Ces réserves méritaient d’être signalées, car elles sont une réalité encore vivante. Néanmoins, il a été possible de rassembler des témoignages de grande valeur sur cette époque mouvementée. Le curé de N. -D. De Beaunant, l’abbé Pierre Maugé, a publié en 1944 dans son bulletin paroissial une petite chronique des événements vécus au jour le jour dans ce lieu d epassage où défilaient les troupes allemandes en déroute, après le débarquement de Provence du 15 août 1944. Il évoque en particulier le passage des « Mongols » qui fit régner la terreur dans la population civile. Une rumeur répandue comme une traînée de poudre racontait que des Mongols, portant uniforme allemand, traversaient le pays en pillant et en violant. J’entends encore ma mère recommandant à mes sœurs de ne pas sortir de notre maison de Soucieu, « car les Mongols traversaient Brignais ». Chaque village a connu ses événements et ses épisodes parfois tragiques : prises d’otage, bombardements, arrivée du maquis, installation du drapeau tricolore sur les bâtiments publics, escarmouches, représailles ou massacre comme l’horrible tuerie perpétrée au fort de St-Genis-Laval le 20 août 1944, dont l trace est restée dans toutes les mémoires. A St-André-la-Côte, un avion allemand lâcha une bombe sur le village le 14 août 1944, aux environs de midi, à titre de représailles contre le maquis de Larvin. Le projectile tomba dans le jardin de M. Tisson, endommagea des bâtiments agricoles et souffla toutes les vitres du village ainsi que les vitraux de l’église. Aussi de nouveaux vitraux furent-ils mis en place après la guerre, en 1946.
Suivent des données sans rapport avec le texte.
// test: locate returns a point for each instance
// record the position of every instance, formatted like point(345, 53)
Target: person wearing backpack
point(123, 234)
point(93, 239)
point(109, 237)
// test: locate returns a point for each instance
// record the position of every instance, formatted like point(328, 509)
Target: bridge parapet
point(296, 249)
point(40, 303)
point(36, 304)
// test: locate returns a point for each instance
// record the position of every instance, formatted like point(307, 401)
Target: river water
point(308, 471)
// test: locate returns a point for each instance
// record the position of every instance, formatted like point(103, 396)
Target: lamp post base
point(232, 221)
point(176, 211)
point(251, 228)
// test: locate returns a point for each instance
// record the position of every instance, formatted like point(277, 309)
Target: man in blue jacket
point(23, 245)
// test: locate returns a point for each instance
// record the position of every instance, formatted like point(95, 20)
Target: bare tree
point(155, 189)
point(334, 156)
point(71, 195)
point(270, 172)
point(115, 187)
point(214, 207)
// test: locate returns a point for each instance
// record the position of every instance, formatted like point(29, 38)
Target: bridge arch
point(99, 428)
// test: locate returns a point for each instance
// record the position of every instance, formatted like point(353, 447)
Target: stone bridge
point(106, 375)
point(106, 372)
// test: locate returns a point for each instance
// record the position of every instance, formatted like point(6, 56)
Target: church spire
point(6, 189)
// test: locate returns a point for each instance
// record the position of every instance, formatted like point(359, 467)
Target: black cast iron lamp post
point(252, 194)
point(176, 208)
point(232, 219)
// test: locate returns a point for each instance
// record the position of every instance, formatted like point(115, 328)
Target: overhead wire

Grâce à l’aide des sociétés historiques du Pays Lyonnais, L’Arbresle, Brignais, Chaponost, Craponne, Millery, Mornant, Ste-Consorce, St-Genis-Laval, Taluyers, La Tour de Salvagny, une évocation vivante et riche d’informations de cet été de la Libération a pu être réalisée. Mille souvenirs sur le point de se perdre ont été récoltés. Je pense à cette famille qui a retrouvé dans ses archives un petit journal de la Libération de Tassin, tenu par la grand-mère de 71 ans, du 26 août au 4 septembre et pieusement conservé. La vieille dame avait pris soin de noter au crayon à l’intention de sa fille en lui envoyant ces souvenirs : « Je te recommande bien de ne pas abîmer ces feuilles… » Ce vœu a été exaucé. Ainsi apprendrons-nous que le lundi 4 septembre, la vieille dame a dégusté avec une amie une tarte aux pommes fondante et craquante, dont elle confie la recette. La Libération du pays méritait bien une bonne tarte !

Avec la publication de ce numéro spécial, nous aurons respecté « le devoir de mémoire ».